Japan PM may visit North Korea in cold war kidnap probe
Tokyo says Shinzo Abe may visit Pyongyang in connection with a re-opened investigation into Japanese citizens allegedly kidnapped by North Korea during the cold war

Prime Minister Shinzo Abe may visit North Korea, Japan said on Tuesday, days after announcing a deal to re-open an investigation into Japanese citizens kidnapped by spies during the cold war.
Any such visit would be controversial, especially in Seoul and Washington, which have led the charge to further isolate Pyongyang over its ballistic missile and nuclear programmes.
Tokyo and Pyongyang have no formal diplomatic ties, partially because of what Japan says is the North’s unwillingness to come clean over the abductions in the 1970s and 1980s.
“We must think constantly what would be the most effective response and method in order to bring results.”
But in a breakthrough last week, they said an investigation into the fate of missing Japanese would be re-opened.

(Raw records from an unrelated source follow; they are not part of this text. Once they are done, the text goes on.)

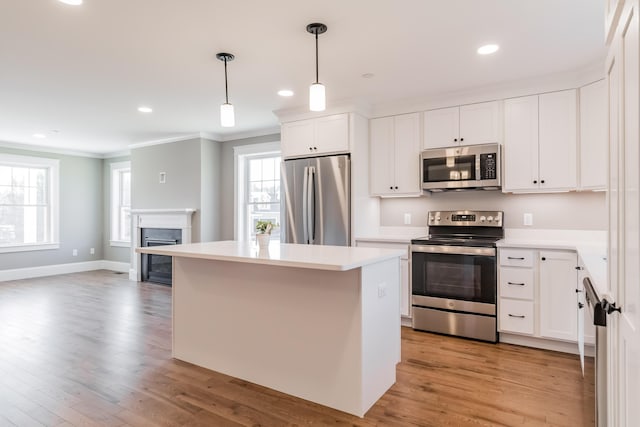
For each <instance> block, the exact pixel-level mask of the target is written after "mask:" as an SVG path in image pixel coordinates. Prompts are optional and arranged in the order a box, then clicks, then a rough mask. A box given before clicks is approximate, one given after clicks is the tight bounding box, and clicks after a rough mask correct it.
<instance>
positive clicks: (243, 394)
mask: <svg viewBox="0 0 640 427" xmlns="http://www.w3.org/2000/svg"><path fill="white" fill-rule="evenodd" d="M170 316H171V289H170V288H169V287H165V286H162V285H155V284H149V283H134V282H130V281H129V280H128V278H127V276H126V275H120V274H116V273H113V272H109V271H97V272H89V273H77V274H68V275H60V276H52V277H46V278H39V279H31V280H22V281H14V282H2V283H0V426H14V425H15V426H20V427H22V426H32V425H33V426H41V425H45V426H240V425H242V426H284V425H356V426H372V425H379V426H444V425H448V426H479V425H507V426H516V425H527V426H534V425H557V426H589V425H593V413H592V412H591V411H592V410H591V408H592V402H593V399H594V397H593V375H592V372H593V360H592V359H589V362H588V366H587V368H586V372H587V374H588V376H587V379H586V380H585V379H583V378H582V375H581V372H580V363H579V360H578V358H577V356H574V355H567V354H563V353H555V352H550V351H543V350H535V349H529V348H524V347H518V346H512V345H508V344H498V345H493V344H485V343H479V342H475V341H469V340H464V339H459V338H451V337H444V336H439V335H432V334H427V333H421V332H415V331H413V330H411V329H407V328H403V331H402V362H401V363H400V364H399V365H398V368H397V382H396V384H395V385H394V386H393V387H392V388H391V389H390V390H389V391H388V392H387V393H386V394H385V395H384V396H383V397H382V398H381V399H380V400H379V401H378V402H377V403H376V405H375V406H374V407H373V408H371V409H370V410H369V412H368V413H367V414H366V416H365V417H364V418H363V419H360V418H357V417H354V416H351V415H347V414H345V413H342V412H339V411H335V410H332V409H329V408H326V407H323V406H320V405H316V404H313V403H310V402H307V401H304V400H301V399H297V398H294V397H291V396H287V395H285V394H282V393H278V392H276V391H273V390H269V389H266V388H264V387H260V386H257V385H255V384H251V383H248V382H246V381H242V380H238V379H235V378H231V377H228V376H225V375H222V374H218V373H215V372H212V371H208V370H206V369H203V368H199V367H197V366H193V365H190V364H188V363H184V362H180V361H177V360H172V359H171V356H170V355H171V350H170V346H171V321H170V320H171V319H170ZM229 325H230V327H232V325H233V319H229ZM310 368H311V369H313V367H310ZM585 384H590V385H585Z"/></svg>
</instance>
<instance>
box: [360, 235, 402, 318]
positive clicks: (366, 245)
mask: <svg viewBox="0 0 640 427" xmlns="http://www.w3.org/2000/svg"><path fill="white" fill-rule="evenodd" d="M356 246H358V247H363V248H382V249H399V250H402V251H404V254H403V255H402V256H401V257H400V315H401V316H404V317H410V316H411V280H410V271H411V268H410V262H411V261H410V259H409V244H408V243H403V242H392V241H386V242H383V241H376V240H360V239H356Z"/></svg>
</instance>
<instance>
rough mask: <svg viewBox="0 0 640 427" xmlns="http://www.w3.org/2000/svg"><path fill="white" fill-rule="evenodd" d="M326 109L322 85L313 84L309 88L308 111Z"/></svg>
mask: <svg viewBox="0 0 640 427" xmlns="http://www.w3.org/2000/svg"><path fill="white" fill-rule="evenodd" d="M325 108H327V102H326V98H325V95H324V85H323V84H322V83H314V84H312V85H311V86H309V109H310V110H311V111H324V109H325Z"/></svg>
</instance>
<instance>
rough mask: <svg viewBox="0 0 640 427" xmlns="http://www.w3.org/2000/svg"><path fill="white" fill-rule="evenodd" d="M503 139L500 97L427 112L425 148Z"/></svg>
mask: <svg viewBox="0 0 640 427" xmlns="http://www.w3.org/2000/svg"><path fill="white" fill-rule="evenodd" d="M499 141H500V104H499V102H498V101H490V102H482V103H479V104H469V105H462V106H459V107H450V108H440V109H437V110H431V111H426V112H425V113H424V143H423V148H425V149H428V148H440V147H451V146H455V145H476V144H488V143H495V142H499Z"/></svg>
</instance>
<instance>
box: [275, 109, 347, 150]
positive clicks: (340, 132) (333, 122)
mask: <svg viewBox="0 0 640 427" xmlns="http://www.w3.org/2000/svg"><path fill="white" fill-rule="evenodd" d="M280 138H281V141H280V145H281V149H282V157H283V158H285V159H287V158H295V157H308V156H315V155H324V154H338V153H348V152H349V151H350V147H349V114H348V113H343V114H333V115H330V116H324V117H316V118H313V119H307V120H298V121H293V122H287V123H282V127H281V136H280Z"/></svg>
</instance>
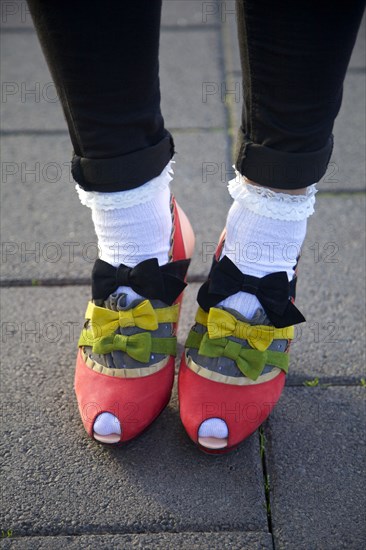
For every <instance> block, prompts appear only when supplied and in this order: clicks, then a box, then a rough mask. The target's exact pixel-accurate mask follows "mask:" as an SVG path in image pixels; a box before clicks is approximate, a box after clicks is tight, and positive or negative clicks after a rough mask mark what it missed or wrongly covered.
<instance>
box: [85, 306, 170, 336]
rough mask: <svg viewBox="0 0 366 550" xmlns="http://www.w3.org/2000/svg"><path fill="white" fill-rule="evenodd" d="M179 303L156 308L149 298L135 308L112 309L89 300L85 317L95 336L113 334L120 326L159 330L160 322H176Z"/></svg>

In exchange, Japan would ease some of the unilateral sanctions it has imposed on the isolated state.
“We must think constantly what would be the most effective response and method in order to bring results,” Foreign Minister Fumio Kishida told a parliamentary committee.
“In doing so, we will consider [Abe’s] making a visit to North Korea,” he said, according to Jiji Press news agency.